The Scottish Mail on Sunday

My secret meeting with mole at the heart of The Great Poison Gas Scandal

- Peter Hitchens Read Peter’s blog at hitchensbl­og.mailonsund­ay.co.uk and follow him on Twitter @clarkemica­h

ISTOOD outside the safe house, in a road I cannot name, in a major European city I cannot identify, not sure what I might find inside. I had no way of being sure. I had travelled a long distance by train to an address I had been given over an encrypted email. I was nervous that the meeting might be some sort of trap. Leaks from inside arms verificati­on organisati­ons are very sensitive matters. Powerful people mind about them. I wasn’t sure whether to be afraid of being followed, or to be worried about who might be waiting behind the anonymous door on a dark afternoon, far from home. I took all the amateurish precaution­s that I could think of.

As it happened, it was not a trap. Now, on carefully selected neutral ground, I was to meet a person who would confirm suspicions that had been growing in my mind over several years – that there is something rotten in the way that chemical weapons inspection­s are being conducted and reported. And that the world could be hurried into war on the basis of such inspection­s.

Inside the safe house, I was greeted by a serious, patient expert, a non-political scientist whose priority had until now always been to do the hard, gritty work of verificati­on – travelling to the scenes of alleged horrors, sifting and searching for hard evidence of what had really happened. But this entirely honourable occupation had slowly turned sour. The whiff of political interferen­ce had begun as a faint unpleasant smell in the air and grown until it was an intolerabl­e stench. Formerly easy-going superiors had turned into tricky bureaucrat­s. The Organisati­on for the Prohibitio­n of Chemical Weapons (OPCW) had become so important that it could no longer be allowed to do its job properly.
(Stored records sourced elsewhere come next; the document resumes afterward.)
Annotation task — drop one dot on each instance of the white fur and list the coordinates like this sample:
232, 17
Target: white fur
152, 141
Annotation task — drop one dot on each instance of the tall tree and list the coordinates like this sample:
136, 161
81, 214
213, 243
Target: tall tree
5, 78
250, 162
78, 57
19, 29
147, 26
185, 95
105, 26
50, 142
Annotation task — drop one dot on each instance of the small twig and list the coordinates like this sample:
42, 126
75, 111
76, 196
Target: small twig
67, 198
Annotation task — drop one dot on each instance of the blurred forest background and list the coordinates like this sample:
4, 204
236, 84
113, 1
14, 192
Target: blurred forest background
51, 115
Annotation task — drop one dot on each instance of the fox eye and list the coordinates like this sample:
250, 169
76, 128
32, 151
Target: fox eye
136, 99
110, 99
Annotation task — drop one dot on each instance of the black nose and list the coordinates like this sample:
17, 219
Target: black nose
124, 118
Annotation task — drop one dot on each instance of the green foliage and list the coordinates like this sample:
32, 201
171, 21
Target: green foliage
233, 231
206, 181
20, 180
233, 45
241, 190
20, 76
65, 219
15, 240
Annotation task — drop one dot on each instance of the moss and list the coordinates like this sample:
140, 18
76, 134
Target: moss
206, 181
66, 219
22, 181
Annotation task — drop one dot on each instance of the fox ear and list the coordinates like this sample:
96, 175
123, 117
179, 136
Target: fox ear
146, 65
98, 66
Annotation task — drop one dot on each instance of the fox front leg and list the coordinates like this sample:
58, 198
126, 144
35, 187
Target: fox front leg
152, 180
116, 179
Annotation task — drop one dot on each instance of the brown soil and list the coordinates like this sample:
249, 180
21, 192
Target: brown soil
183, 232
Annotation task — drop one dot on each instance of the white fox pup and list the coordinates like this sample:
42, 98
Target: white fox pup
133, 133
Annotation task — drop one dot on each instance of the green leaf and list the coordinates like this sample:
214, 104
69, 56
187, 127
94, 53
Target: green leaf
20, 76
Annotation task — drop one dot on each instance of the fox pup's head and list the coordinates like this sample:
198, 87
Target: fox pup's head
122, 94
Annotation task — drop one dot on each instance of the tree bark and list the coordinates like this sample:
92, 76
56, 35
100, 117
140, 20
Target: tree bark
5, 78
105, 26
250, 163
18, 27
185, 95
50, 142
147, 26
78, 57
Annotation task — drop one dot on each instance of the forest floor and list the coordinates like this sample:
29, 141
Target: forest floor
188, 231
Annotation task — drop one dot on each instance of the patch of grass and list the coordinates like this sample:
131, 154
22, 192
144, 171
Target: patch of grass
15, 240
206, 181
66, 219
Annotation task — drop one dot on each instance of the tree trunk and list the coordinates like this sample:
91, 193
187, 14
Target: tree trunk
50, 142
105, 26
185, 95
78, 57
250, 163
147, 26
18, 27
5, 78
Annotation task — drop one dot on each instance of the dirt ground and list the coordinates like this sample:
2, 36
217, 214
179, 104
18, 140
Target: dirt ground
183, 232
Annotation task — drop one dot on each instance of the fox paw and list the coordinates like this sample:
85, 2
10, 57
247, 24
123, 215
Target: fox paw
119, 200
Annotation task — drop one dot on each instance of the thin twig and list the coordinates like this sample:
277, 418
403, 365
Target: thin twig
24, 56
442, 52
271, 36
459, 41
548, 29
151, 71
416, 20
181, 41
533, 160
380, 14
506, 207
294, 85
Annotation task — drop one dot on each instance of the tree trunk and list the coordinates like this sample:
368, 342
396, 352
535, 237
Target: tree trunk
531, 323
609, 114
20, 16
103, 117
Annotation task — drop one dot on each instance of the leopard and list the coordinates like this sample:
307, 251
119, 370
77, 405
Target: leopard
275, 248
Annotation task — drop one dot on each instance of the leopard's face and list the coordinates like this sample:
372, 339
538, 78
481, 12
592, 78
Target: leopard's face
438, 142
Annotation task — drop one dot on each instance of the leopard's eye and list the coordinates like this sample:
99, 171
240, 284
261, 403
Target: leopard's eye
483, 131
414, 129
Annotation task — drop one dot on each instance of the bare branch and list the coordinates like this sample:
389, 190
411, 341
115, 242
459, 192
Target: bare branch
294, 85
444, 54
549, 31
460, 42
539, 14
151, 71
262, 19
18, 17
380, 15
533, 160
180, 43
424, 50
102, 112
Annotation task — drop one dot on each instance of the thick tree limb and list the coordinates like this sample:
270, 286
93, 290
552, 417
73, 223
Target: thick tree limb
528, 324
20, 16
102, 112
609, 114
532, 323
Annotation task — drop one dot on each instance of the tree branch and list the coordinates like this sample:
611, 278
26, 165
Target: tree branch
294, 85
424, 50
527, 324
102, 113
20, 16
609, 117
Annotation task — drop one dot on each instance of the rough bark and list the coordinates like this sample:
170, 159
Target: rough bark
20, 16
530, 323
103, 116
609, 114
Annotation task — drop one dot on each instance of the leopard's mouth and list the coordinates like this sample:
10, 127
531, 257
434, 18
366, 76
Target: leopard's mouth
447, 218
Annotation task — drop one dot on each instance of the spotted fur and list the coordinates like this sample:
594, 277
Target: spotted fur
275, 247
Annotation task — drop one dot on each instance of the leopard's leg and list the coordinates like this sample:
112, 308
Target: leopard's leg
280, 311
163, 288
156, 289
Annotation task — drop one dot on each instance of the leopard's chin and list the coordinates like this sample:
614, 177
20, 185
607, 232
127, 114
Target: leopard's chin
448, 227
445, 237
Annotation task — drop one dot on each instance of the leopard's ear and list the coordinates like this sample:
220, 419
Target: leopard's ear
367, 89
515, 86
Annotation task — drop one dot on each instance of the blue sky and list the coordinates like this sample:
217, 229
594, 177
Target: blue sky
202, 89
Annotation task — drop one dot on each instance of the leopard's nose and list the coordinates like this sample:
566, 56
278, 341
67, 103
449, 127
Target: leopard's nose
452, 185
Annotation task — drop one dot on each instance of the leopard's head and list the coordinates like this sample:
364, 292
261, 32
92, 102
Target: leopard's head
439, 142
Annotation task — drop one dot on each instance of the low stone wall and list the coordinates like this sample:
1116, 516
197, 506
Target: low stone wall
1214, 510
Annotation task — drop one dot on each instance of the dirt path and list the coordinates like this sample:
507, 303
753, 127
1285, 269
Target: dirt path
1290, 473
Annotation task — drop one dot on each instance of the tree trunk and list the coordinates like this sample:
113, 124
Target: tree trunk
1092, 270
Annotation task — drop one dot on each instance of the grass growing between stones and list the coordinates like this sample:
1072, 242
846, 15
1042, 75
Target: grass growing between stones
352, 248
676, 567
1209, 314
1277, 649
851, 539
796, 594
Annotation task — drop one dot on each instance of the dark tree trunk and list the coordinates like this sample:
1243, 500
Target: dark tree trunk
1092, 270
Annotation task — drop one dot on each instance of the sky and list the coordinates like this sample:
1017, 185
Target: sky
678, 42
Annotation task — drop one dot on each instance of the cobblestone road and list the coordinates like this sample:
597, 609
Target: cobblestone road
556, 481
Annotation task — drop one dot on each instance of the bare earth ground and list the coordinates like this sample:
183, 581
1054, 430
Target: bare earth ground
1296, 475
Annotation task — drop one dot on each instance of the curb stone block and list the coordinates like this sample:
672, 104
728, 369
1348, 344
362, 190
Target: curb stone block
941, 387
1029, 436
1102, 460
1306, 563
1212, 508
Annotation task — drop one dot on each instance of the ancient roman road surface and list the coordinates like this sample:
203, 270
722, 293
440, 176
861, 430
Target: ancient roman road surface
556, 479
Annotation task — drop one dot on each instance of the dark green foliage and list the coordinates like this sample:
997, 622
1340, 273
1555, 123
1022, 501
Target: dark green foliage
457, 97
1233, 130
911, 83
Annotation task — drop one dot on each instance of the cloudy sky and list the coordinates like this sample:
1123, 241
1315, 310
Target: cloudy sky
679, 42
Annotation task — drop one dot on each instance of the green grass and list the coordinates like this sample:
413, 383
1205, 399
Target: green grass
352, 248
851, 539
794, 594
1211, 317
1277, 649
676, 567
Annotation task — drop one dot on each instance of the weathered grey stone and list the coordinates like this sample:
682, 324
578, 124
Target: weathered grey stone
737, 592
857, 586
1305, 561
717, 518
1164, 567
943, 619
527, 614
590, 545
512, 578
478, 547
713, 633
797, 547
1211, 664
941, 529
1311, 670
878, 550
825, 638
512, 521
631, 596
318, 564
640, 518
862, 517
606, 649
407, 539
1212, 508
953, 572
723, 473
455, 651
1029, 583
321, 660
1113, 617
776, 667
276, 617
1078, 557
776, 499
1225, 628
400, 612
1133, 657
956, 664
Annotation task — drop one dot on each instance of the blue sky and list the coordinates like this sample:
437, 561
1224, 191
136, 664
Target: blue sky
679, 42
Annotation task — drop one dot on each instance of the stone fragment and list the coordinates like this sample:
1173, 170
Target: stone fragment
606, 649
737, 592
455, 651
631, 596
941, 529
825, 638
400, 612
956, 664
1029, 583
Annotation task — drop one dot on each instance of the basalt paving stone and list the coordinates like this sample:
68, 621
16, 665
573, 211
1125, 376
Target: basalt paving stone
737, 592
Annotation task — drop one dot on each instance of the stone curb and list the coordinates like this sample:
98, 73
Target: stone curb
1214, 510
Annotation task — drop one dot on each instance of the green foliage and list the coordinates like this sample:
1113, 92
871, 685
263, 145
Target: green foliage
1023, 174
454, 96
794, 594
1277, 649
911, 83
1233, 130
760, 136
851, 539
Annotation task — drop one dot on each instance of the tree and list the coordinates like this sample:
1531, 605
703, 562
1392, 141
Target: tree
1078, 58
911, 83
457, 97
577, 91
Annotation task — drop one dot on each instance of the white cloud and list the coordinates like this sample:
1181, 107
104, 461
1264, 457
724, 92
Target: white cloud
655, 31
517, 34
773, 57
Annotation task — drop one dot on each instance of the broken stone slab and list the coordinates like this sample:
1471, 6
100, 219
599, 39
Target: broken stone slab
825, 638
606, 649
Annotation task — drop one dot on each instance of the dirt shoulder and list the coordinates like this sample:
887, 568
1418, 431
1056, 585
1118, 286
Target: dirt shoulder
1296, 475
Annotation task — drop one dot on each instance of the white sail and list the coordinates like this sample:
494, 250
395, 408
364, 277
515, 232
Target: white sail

Too many of the big powers that sponsor and finance it were breathing down its neck, wanting certain results, whether the facts justified them or not.

My source calmly showed me various pieces of evidence that they were who they said they were, and knew what they claimed to know, making it clear that they worked for the OPCW and knew its inner workings. They then revealed a document to me.

This was the email of protest, sent to senior OPCW officials, saying that a report on the alleged Syrian poison gas attack in Douma, in April 2018, had been savagely censored so as to alter its meaning. In decades of journalism I have received quite a few leaks: leaks over luxurious, expensive lunches with Cabinet Ministers, anonymous leaks that just turned up in envelopes, leaks from union officials and employers, diplomats and academics.

BUT I’ve never seen one like this. It scared me. If it was true, then something hugely dishonest and dangerous was going on, in a place where absolute integrity was vital. If bodies such as the OPCW cannot be trusted, then World War Three could one day be started by a falsehood.

Last week I reported on the first episode in this story. Within days the OPCW had confirmed that the email I leaked was authentic.

Nobody followed me home or threatened me. A few silly people on social media told blatant lies about me, insinuatin­g that I was somehow a Russian patsy or a defender of the disgusting Syrian regime that I have been attacking in print for nearly 20 years. That was what I had expected.

But there is much more to come. And, as it grows harder for everyone to ignore this enormous, dangerous story, I suspect I shall be looking over my shoulder rather more than usual.